The Chinese government is the single largest buyer of smart building-related technology in the world for a range of building and city-scale projects, and represents over 50% of all business in China. The demand for video surveillance equipment in its ‘Sharp Eyes’ initiative, for example, far surpasses anything else in the physical security market and makes a significant impact on the cost of surveillance technology around the world alone. In China, the government is also a major player in “private” technology sectors, holding a 42% stake in Hikvision, for example, while providing the firm with favorable lending terms and debt facilities.
“Dahua and Hikvision alone generated domestic China revenues over $7 billion in 2020, the majority of which was through the sale of video surveillance equipment,” reads our brand new Physical Security report. “The average selling price of cameras is also significantly lower in China than in other markets due to intense price competition, meaning that on a unit basis, China is deploying more cameras annually than the US and more than the rest of the world combined. So much so that China is rapidly catching up to the US and Europe in terms of penetration stated in terms of the number of cameras per capita.”
What’s true for video surveillance will be true for occupancy analytics, energy efficiency, AI, or other proptech —China will continue to be a good market for building technology with or without a booming private real estate sector. In fact, more buildings being owned by the government is more likely to increase than reduce smart tech adoption. Even if these spaces are dominated by surveillance tech it will also have positive cost implications for most human-centric and environment-focused smart building technologies. Furthermore, the China private real estate majors are still big players in a huge market, just with the reins on for the coming years.

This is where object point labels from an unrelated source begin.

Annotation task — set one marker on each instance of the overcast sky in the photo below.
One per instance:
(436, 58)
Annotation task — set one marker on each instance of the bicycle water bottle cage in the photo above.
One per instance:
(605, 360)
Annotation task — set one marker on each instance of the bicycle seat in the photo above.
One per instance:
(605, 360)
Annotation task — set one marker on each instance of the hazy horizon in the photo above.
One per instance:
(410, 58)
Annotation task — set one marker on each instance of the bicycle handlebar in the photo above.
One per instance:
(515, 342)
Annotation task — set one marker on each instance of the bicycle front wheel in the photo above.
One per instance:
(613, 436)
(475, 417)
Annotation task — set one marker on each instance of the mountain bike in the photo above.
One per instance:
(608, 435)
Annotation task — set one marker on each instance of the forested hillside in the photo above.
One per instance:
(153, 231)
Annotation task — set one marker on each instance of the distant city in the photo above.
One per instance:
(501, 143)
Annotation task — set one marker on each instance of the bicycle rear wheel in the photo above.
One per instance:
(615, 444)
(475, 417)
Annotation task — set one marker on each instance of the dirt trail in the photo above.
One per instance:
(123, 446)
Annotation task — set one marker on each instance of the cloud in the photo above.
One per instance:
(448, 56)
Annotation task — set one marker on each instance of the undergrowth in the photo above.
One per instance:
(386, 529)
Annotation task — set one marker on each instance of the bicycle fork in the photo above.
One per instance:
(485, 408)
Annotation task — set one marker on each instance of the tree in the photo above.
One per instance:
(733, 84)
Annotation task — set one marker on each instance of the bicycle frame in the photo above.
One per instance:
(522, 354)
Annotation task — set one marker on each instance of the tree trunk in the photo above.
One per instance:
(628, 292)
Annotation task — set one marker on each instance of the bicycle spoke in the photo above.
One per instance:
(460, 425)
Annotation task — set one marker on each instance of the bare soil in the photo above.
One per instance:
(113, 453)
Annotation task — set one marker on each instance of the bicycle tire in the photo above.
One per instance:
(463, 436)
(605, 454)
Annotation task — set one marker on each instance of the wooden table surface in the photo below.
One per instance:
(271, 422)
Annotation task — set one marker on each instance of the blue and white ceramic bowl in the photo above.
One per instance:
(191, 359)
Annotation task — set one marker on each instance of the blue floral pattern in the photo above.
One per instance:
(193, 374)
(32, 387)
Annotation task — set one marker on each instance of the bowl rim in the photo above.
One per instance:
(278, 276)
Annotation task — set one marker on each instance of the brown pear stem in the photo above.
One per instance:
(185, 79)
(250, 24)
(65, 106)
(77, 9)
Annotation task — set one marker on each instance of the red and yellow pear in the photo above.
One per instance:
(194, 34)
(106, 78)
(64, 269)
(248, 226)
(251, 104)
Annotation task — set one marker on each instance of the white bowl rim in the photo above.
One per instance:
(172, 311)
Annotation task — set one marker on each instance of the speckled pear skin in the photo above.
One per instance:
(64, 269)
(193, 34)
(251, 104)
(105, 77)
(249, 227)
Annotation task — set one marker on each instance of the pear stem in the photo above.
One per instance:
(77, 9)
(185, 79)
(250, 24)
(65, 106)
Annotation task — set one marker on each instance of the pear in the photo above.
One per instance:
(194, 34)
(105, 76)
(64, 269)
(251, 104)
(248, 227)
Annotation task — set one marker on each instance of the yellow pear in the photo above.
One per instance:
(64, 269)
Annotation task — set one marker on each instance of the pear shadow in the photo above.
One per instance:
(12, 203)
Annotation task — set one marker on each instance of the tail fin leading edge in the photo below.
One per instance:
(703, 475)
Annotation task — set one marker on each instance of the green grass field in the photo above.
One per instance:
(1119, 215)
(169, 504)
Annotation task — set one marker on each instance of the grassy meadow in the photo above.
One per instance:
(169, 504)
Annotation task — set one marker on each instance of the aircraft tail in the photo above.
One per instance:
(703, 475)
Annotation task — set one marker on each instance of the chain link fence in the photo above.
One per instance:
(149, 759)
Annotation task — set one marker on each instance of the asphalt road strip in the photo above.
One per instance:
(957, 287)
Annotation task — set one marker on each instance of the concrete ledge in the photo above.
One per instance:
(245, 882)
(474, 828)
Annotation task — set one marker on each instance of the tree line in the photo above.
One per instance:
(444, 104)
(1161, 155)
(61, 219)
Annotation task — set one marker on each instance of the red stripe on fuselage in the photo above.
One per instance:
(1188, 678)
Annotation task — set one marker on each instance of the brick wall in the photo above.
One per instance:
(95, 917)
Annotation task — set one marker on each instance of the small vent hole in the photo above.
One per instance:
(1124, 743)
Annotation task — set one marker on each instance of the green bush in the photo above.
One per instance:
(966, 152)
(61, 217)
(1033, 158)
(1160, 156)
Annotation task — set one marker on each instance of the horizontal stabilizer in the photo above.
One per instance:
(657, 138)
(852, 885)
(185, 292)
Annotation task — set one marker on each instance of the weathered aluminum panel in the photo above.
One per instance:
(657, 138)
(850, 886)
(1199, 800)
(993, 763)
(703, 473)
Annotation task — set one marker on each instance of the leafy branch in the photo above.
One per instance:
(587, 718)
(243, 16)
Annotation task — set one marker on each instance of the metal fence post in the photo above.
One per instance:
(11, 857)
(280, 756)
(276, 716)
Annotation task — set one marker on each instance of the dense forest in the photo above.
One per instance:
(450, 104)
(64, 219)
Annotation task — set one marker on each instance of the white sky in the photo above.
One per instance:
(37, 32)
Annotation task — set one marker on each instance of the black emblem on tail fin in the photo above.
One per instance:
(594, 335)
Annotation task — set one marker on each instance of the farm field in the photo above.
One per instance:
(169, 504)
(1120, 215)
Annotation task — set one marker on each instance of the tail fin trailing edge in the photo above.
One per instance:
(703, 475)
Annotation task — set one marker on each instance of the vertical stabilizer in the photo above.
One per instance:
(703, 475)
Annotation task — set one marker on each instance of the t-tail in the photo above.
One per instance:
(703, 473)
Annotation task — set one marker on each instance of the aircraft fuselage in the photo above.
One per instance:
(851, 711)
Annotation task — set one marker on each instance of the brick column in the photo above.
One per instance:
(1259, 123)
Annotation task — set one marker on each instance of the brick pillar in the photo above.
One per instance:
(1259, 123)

China is the world’s biggest supplier of smart building technology and still has the biggest potential market for smart building products. What happens in China’s domestic market has a significant impact on global economics and this real estate crisis, even if managed well, will likely have a noticeable impact on overall growth. However, the undeniable resilience of Chinese economic development and the nation’s continued attraction to smart technology segments should secure a strong future of proptech in China and around the world.